Но внезапно на стыке дорог,

Уши накрепко сжав,

(чтобы голос умолк),

Я заплакала:

Боль извечной утраты

Ступившего за порог.

Кесария, 12.1942

{279}

Благостно спичке, сгоревшей,

но высекшей пламя;

Благостно пламени,

властвовавшему сердцами;

Благостно сердцу, угасшему в схватке

с врагами;

Благостно спичке, сгоревшей,

но высекшей пламя.

Сердице, 2.5.1944

Шаг, два, три шага... восемь - в длину

И два в ширину. Таковы границы.

На волоске моя жизнь повисает и длится

День, два, три... ну, неделя... Быть может

Месяц июль меня здесь застанет.

Небытие - у виска. Пустота подступает.

23 мне исполнилось бы в июле.

В дерзких играх брала я отвагой, бывало.

Кубик нечетом выпал. И я проиграла.

20.6.1944

{283}

Миссия

К ПОСЛЕДНЕЙ ЧЕРТЕ

Судьбе было угодно, чтобы в разгар Второй мировой войны я оказался рядом с Ханой Сенеш. Мне посчастливилось быть с ней вместе в течение ряда месяцев на партизанской земле в Югославии - до того дня, как она пересекла венгерскую границу. Это был, пожалуй, самый страшный день ее жизни, так как она сразу же попала в руки нацистов.

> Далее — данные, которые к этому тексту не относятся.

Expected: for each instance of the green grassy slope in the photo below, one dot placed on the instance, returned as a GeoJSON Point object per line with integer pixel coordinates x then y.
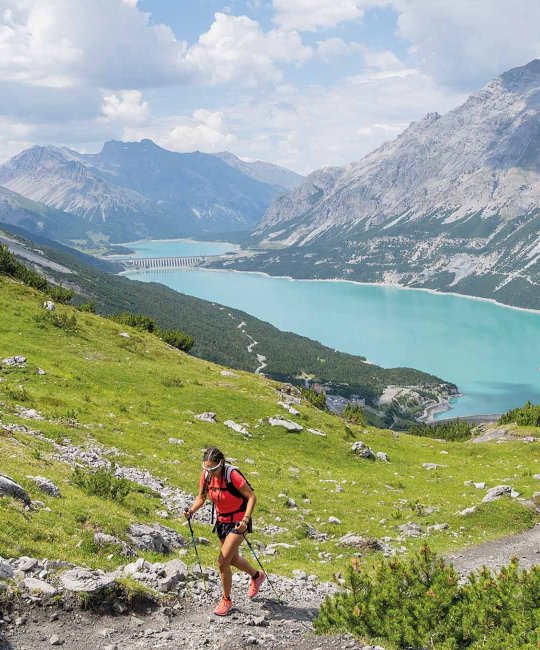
{"type": "Point", "coordinates": [217, 335]}
{"type": "Point", "coordinates": [133, 394]}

Вначале я увидел ее на встрече парашютистов, созванной в связи с предстоящей отправкой в тыл врага. Я тогда еще не был включен в их отряд. Меня пригласили, на совещание как человека, хорошо знающего Югославию. Со мной хотели посоветоваться о том, где наиболее подходящее место для приземления наших товарищей, дабы их не смогли обнаружить и поймать. В ту пору я был солдатом и выполнял задания по связи с партизанами Югославии, и пути-дороги этой страны были мне хорошо знакомы.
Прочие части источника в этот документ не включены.